You might be perfectly content writing poems by digging in the dirt, or carefully leveling a cup of flour, or teasing out and tying together threads from Through the Looking Glass and Henry VI.
So, not writing poems.
The phrase “you do you” covers a multitude of vaguenesses, but this is the kind of application where it shines. The world is slightly terrifying right now. I love watching people put beautiful, creative, utterly themselves things into it. Balancing the scales.
This is one reason I write poetry, of course. It’s my gift, and I’m often frightened, too. My poems are my feather on the cosmic scale.
Another reason: because I have to, because to do so gives me a joy I can’t live without. (I could exist without it, but that is not the same.) Writing poems cuts me open, also, quite often. This is not incompatible with joy, which gathers pain and sadness as close as it does contentment and exhilaration.
But there is doing a thing because you have to, viscerally, and there is figuring out how doing that thing dovetails with your philosophy of life: what you want to give, what you want to achieve, who you want to be and why.

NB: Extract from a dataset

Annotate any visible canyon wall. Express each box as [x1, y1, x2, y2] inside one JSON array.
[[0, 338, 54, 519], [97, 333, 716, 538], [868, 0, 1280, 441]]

When I started to think about it seriously, I realized I write poetry* because, on one level, figuring out life philosophy is my life philosophy. So really what I’m doing is writing my own holy text.

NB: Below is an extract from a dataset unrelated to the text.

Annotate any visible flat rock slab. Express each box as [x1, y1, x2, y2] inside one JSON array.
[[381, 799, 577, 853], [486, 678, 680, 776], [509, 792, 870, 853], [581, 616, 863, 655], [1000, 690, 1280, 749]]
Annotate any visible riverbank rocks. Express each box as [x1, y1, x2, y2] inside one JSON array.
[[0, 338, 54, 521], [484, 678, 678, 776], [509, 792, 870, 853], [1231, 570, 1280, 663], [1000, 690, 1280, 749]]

A number of extant texts are important enough to the ongoing formation of my identity to be called, for me, holy. The Psalms. Evangelical Lutheran Worship (a hymn and liturgy book), and its predecessor, which has a name but which I mostly call The Green Book. Most of Mary Oliver’s work, and Wendell Berry’s Sabbath Poems. Guy Gavriel Kay’s fiction, Robert Macfarlane’s non-fiction.

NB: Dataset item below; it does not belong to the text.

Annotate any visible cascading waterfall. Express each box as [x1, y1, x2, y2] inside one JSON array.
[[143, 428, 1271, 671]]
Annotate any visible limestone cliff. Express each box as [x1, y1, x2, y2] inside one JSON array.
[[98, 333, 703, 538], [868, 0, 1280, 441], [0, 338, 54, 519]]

For the rest, it’s inside me. Or the inside of me interacting with the outside of everything else. And as someone who doesn’t garden, or cook, or story-tell, or gift, or critically assay to discover and nurture my place in the world, I do instead what my particular joy dictates: I compose.
Holy texts, flawed and fragile as any other human endeavor, have bits and pieces of rubbish left in them. The Psalms, for example. Some of those singers turn pettiness and vengeance into high art, and I read those lines with distaste. And… this is also part of what I connect to in those rousing appeals for deliverance from suffering. I, too, often write poems to companion myself in difficult moments, times when I’m being tugged out by the tide.
And I also hope, of course, that my own low tides will speak to a reader somewhere, some other when, and bring them comfort, or strength, or a feeling of being seen and understood. I often revise for that person. But I don’t compose for them. I do that to fill my own depthless well of unknown longing. To conjure something beautiful from the nothing-times. To make an honored guest of that lonely, that particular echoing pull.
Granted, I write poetry from a place of contentment, too, very often. Though even that tends to illuminate shadows at its edges. That’s part of my life philosophy: in all experience, its opposite—and from this understanding I try to live toward kindness, appreciation, and generosity. I try to do this because I am not gifted at it. Poetry (among many teachers) is mentoring me toward it, showing me how I need to grow. Other people’s poetry, most certainly, and also the process of writing it myself. Writing my own holy text.
You are doing this too. (I guess I’m bringing us back around to those motivational posters.) Possibly you don’t know it, but that’s life, so often: you create the type of work you practice.
So maybe that’s what I’m trying to say: practice, with an intentional heart. Gift to yourself, and the rest of us, your joy. Your holy text.**
*And everything else. But poetry, for me, is a distilled form of literature, the most potent. Your milage may vary.
**And, you know, if you feel like it, go write a poem. Yes I know I linked that twice. Because it’s great.